Read/write performance should be acceptable for most applications, provided you
are careful not to cause too many cross-node accesses that require cache sync
and/or invalidation. Streaming writes on GFS2 are currently slower than on GFS.
This is a direct consequence of the locking hierarchy and results from GFS2
performing writes on a per-page basis like other (local) file systems. Each page
written has a certain amount of overhead. Due to the different lock ordering,
GFS does not suffer from the same problem since it is able to perform the
overhead operations once for multiple pages. Speed of multiple-page write calls
aside, there are many advantages to the GFS2 file system, including faster
performance for cached reads and simpler code for deadlock avoidance during
complicated write calls (for example, when the source page being written is from
a memory-mapped file on a different file system type).

Memory Mapping

GFS and GFS2 implement memory mapping differently. In GFS (and some earlier GFS2
kernels), a page fault on a writable shared mapping would always result in an
exclusive lock being taken for the inode in question. This is consequence of an
optimization that was originally introduced for local file systems where pages
would be made writable on the initial page fault in order to avoid a potential
second fault later (if the first access was a read and a subsequent access was a
write). In Red Hat Enterprise Linux 6 (and some later versions of Red Hat
Enterprise Linux 5) kernels, GFS2 has implemented a system of only providing a
read-only mapping for read requests, significantly improving scalability. A file
that is mapped on multiple nodes of a GFS2 cluster in a shared writable manner
can be cached on all nodes, provided no writes occur.

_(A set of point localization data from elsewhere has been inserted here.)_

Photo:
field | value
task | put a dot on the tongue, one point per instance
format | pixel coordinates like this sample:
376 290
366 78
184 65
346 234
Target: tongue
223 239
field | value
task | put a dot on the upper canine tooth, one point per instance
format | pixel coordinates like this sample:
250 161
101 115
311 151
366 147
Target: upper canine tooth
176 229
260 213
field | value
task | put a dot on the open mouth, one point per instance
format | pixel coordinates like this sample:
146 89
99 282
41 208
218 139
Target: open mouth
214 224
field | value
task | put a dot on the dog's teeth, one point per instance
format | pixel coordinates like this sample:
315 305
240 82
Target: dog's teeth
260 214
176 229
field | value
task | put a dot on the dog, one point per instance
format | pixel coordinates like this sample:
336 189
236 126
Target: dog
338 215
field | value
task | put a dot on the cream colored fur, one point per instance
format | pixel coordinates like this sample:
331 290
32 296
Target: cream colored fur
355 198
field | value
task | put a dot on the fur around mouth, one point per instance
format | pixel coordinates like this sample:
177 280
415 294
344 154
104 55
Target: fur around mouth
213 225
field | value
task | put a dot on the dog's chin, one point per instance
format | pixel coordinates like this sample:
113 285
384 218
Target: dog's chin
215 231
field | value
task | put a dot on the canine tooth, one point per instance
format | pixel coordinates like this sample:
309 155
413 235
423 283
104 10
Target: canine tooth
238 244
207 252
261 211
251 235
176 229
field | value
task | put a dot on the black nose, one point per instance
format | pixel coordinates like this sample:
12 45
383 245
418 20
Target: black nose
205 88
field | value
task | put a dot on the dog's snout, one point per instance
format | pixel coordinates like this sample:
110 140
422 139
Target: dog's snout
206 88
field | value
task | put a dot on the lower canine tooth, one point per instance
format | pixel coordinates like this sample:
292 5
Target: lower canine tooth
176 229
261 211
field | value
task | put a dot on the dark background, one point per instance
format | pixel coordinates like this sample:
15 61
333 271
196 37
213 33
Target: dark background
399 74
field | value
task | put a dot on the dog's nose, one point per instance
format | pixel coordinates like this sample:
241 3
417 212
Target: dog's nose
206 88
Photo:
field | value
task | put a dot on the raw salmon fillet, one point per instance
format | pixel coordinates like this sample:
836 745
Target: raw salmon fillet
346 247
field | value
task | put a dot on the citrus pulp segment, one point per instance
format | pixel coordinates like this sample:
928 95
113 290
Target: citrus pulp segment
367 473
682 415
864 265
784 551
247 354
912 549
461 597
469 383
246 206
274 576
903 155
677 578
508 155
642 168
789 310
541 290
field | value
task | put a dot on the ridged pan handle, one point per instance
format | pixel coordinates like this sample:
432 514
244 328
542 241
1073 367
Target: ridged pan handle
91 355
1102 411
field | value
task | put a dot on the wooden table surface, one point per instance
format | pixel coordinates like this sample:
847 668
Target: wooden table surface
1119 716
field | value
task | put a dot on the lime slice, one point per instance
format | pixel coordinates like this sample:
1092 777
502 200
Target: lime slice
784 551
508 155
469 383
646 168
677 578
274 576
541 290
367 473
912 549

Cache Control (fsync/fadvise/madvise)

Both GFS and GFS2 support fsync(2), which functions the same way as in any
local file system. When using fsync(2) with numerous small files, Red Hat
recommends sorting them by inode number. This will improve performance by
reducing the disk seeks required to complete the operation. If it is possible to
save up fsync(2) on a set of files and sync them all back together, it will
help performance when compared with using either O_SYNC or fsync(2) after
each write. To improve performance with GFS2, you can use the fadvise and/or
madvise pair of system calls to request read ahead or cache flushing when it is
known that data will not be used again (GFS does not support the
fadvise/madvise interface). Overall performance can be significantly
improved by flushing the page cache for an inode when it will not be used from a
particular node again and is likely to be requested by another node.

File Locking

The locking methods below are only recommendations as GFS and GFS2 do not
support mandatory locks.

The flock system call

The flock system call is implemented by type 6 glocks and works across the
cluster in the normal way. It is affected by the localflocks mount option, as
described below. Flocks are a relatively fast method of file locking and are
preferred to fcntl locks on performance grounds (the difference becomes greater
on clusters with larger node counts).

Which Inode is Contended?

Glock numbers are made up of two parts. In the glock dump, glock numbers are
represented as type, number. Type 2 indicates an inode, and type 3 indicates a
resource group. There are additional types of glocks, but the majority of
slowdown and glock-contention issues will be associated with these two glock
types.

The number of the type 2 glocks (inode glocks) indicates the disk location (in
file system blocks) of the inode and also serves as the inode identification
number. You can convert the inode number listed in the glock dump from
hexadecimal to decimal format and use it to track down the inode associated with
that glock. Identifying the contended inode should be possible using find -inum,
preferably on an otherwise idle file system since it will try to read all the
inodes in the file system, making any contention problem worse.